A versão de Spike Lee para o clássico sul-coreano "Oldboy", lançada em 2013, é um filme de vingança clássico, em sua forma mais pura e simples. O trabalho conduz todos os motivos comuns do gênero a um nada niilista –o que faz do filme uma história sobre outros filmes como ele. Josh Brolin interpreta um bêbado, pai e bandido que foi mantido aprisionado por 20 anos em cárcere privado, transformado em instrumento ideal de vingança e lançado ao mundo. O resultado é uma onda de violência sangrenta, insensata e terrível mas, sem revelar a grotesca surpresa final do filme, me limitarei a afirmar que a catarse que nos acostumamos a esperar por conta da vingança ritual e do instinto paterno do protagonista termina destruída exatamente por essas características. A vingança do herói desse filme consome a si mesma, um círculo fechado, e o conduz de volta ao zero.

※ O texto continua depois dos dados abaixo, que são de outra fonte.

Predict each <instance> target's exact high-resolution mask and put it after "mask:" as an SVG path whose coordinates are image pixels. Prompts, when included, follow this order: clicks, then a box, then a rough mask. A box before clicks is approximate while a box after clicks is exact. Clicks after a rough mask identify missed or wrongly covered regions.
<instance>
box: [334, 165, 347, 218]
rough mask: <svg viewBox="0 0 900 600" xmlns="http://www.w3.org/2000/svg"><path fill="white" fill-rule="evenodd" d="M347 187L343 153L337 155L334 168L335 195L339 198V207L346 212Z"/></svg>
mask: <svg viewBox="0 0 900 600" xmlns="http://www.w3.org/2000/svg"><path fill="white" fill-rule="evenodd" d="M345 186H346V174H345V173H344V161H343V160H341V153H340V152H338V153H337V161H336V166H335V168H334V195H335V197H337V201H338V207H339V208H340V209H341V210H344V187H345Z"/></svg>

Em casos como o de "Oldboy", o vingador mesmo está tão maculado, ao final do filme, quer por seus passados delitos ou pela violência grotesca de suas ações ao purgar os nossos erros, que ele não pode ser completamente absolvido, e continua no purgatório. Respeitando suas inclinações bíblicas, ele pode então se sacrificar pela menina, ou pelo menos se mostrar disposto a isso, e continuar a viver como sombrio cavaleiro errante ("O Protetor" etc.) Dessa forma, podemos nos reconfortar com o conhecimento de que nossos míticos protetores de meia-idade continuarão por aí, prosperando nos anos grisalhos de suas carreiras –e sempre prontos para uma continuação.